Despite defeating big guns like Lee Chong Wei and Taufik Hidayat in his career, the 24-year-old was unlucky not have big titles to his name.
“I was hoping that someday I would win a big tournament. I got one now and I want to continue winning big tournaments like this,” said Praneeth, who took up the racquet at the age of eight.
He now looks for consistency and wants to focus on fitness ahead of the Indonesian and Australian Opens. He hopes to qualify for the World Championship thanks to his improved in ranking.
Facing Srikanth, winner of 2014 China Open and 2015 India Open, in the Singapore Open final was not easy for Praneeth.
“It was tough playing with a player with whom you practice every day,” said Praneeth, who had been practicing with Srikanth for the past eight years.
“When you play somebody with whom you practice regularly, you know his weak points and he knows your weak points. Winning points is not easy and your strategy doesn’t work because the opponent knows how you respond,” explained the Hyderabadi.
Down by a game and trailing 2-7 in the second, Praneeth made a strong comeback. “By taking a lead, I gained confidence and I maintained it till the end,” he recalled.

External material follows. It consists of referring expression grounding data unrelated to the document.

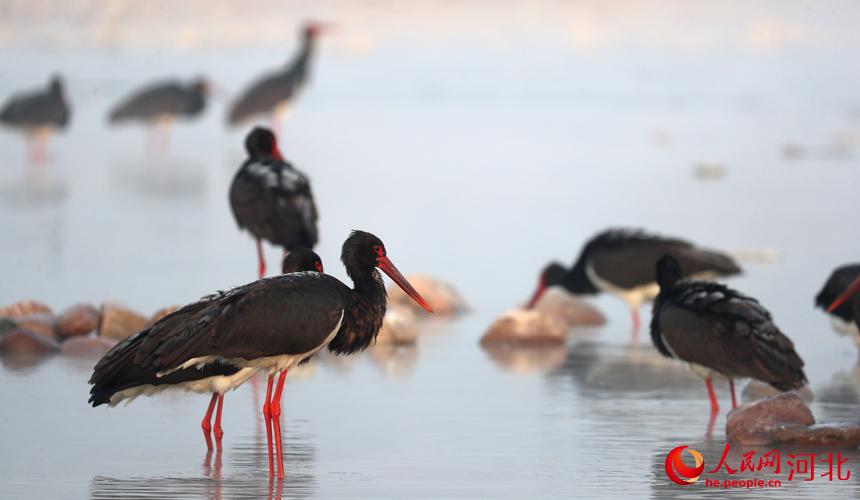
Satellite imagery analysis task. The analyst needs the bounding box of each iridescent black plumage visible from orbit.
[815,263,860,324]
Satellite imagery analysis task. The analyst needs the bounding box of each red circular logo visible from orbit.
[665,445,705,485]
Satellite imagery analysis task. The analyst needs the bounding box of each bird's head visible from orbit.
[656,255,683,290]
[828,275,860,313]
[303,21,336,39]
[244,127,283,161]
[282,249,324,274]
[526,262,567,309]
[341,230,433,313]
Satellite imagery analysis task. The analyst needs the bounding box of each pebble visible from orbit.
[60,336,118,357]
[0,328,60,355]
[480,309,567,347]
[387,274,468,316]
[0,300,53,319]
[532,288,606,327]
[375,307,418,345]
[15,313,57,340]
[98,302,148,340]
[56,303,100,338]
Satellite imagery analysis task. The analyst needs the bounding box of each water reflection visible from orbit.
[90,429,316,499]
[815,364,860,422]
[481,343,567,374]
[110,158,206,200]
[370,344,418,378]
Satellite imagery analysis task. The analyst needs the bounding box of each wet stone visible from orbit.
[0,300,53,319]
[15,313,57,340]
[60,336,118,357]
[480,309,567,347]
[532,288,606,327]
[56,303,100,338]
[742,380,814,404]
[0,328,60,355]
[387,274,468,316]
[375,307,418,345]
[98,302,148,340]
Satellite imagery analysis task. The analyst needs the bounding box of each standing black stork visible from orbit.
[230,127,318,279]
[88,249,324,452]
[815,263,860,343]
[89,231,432,478]
[0,75,70,164]
[650,255,807,422]
[527,228,742,336]
[107,77,212,151]
[826,273,860,334]
[227,21,334,133]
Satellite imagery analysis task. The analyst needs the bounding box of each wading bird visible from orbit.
[0,75,70,163]
[815,263,860,342]
[90,231,432,478]
[528,228,741,336]
[230,127,318,279]
[227,22,334,133]
[88,250,324,451]
[827,273,860,334]
[650,255,806,419]
[108,77,213,151]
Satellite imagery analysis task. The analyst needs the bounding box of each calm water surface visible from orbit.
[1,2,860,498]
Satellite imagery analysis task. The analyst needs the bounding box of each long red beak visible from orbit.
[377,256,433,313]
[828,275,860,313]
[526,279,546,309]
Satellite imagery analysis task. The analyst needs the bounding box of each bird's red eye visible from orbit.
[372,245,384,257]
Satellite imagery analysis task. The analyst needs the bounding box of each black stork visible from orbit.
[816,263,860,343]
[650,255,806,420]
[227,21,334,133]
[0,75,70,164]
[826,273,860,334]
[527,228,741,336]
[230,127,318,279]
[107,77,213,151]
[90,231,432,478]
[88,250,324,452]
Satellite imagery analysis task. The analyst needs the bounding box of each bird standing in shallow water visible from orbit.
[229,127,318,279]
[527,228,741,338]
[816,263,860,344]
[228,21,334,134]
[108,77,213,152]
[88,250,324,452]
[90,231,431,478]
[0,75,70,164]
[650,255,806,428]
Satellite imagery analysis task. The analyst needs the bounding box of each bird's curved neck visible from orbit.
[292,35,316,67]
[328,270,387,355]
[564,260,599,294]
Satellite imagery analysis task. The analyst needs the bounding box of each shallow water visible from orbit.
[1,1,860,498]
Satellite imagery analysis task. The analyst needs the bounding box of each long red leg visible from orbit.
[271,370,289,479]
[201,393,219,450]
[263,374,275,477]
[631,308,641,340]
[729,379,738,409]
[705,377,719,414]
[213,393,225,449]
[257,239,266,279]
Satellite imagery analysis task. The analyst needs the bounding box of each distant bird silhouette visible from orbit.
[230,127,318,279]
[108,77,212,151]
[0,75,70,163]
[651,255,806,418]
[228,22,333,133]
[528,228,741,337]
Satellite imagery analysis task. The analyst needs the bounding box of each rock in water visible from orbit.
[532,288,606,327]
[727,393,860,447]
[14,313,57,340]
[0,328,60,354]
[742,380,814,403]
[375,307,418,345]
[60,336,118,357]
[98,302,148,340]
[0,300,53,319]
[56,303,100,338]
[480,309,567,347]
[387,274,468,316]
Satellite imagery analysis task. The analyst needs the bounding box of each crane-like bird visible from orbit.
[0,75,70,163]
[230,127,318,279]
[108,77,212,151]
[827,273,860,334]
[650,255,806,418]
[227,22,333,133]
[815,263,860,343]
[90,231,432,478]
[527,228,741,336]
[88,249,324,452]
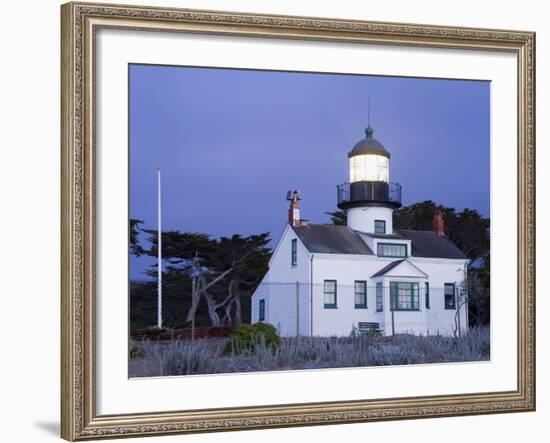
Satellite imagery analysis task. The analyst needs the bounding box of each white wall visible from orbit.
[310,254,467,337]
[408,257,469,336]
[265,225,312,284]
[251,225,311,335]
[347,205,394,234]
[0,1,547,443]
[312,254,387,336]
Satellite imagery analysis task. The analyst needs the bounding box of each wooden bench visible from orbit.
[358,322,381,334]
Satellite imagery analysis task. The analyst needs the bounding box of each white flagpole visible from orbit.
[157,166,162,329]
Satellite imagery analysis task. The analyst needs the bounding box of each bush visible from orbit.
[158,341,217,376]
[129,339,144,359]
[225,323,280,355]
[350,326,381,338]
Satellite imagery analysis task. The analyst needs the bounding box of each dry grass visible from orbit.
[129,326,489,377]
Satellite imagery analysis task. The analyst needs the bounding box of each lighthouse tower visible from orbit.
[337,125,402,234]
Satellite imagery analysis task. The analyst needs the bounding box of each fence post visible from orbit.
[390,284,395,338]
[296,281,300,337]
[191,277,196,342]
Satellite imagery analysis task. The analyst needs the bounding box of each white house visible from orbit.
[251,125,469,337]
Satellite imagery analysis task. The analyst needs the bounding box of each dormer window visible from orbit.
[377,242,407,258]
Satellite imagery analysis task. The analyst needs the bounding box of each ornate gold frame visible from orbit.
[61,2,536,440]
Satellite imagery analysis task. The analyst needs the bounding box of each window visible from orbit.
[390,282,420,311]
[425,282,430,309]
[323,280,337,309]
[259,299,265,321]
[376,282,383,312]
[354,280,367,309]
[291,238,297,266]
[374,220,386,234]
[444,283,456,309]
[377,242,407,258]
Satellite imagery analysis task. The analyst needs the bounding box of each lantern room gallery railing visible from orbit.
[337,181,402,208]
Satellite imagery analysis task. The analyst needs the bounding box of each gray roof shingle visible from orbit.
[291,224,467,260]
[371,260,405,278]
[398,230,467,260]
[292,224,373,255]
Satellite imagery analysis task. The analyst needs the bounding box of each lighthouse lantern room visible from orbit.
[337,125,402,234]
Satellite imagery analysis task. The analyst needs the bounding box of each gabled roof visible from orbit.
[371,259,429,278]
[292,224,373,255]
[291,224,467,260]
[371,260,405,277]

Praneeth believes that with more Indian shuttlers showing their mettle, there may be more all-Indian finals at international competitions. He feels that such contests will have no impact on the personal equation he shares with his practice partner.
“A match is a match. You can’t relate the match with your personal relationship. We have to win no matter who is the opponent,” said Praneeth, who scored his fifth victory over Srikanth in six meetings.
Praneeth has come a long way since defeating former World and Olympic champion Toufik Hidayat in the first round of the 2013 Indonesian Open and reigning World No. 1 Lee Chong Wei in the first round of the 2016 All England championship.
He had come close to defeating World and Olympic champion Lin Dan in the Malaysian Open earlier this month.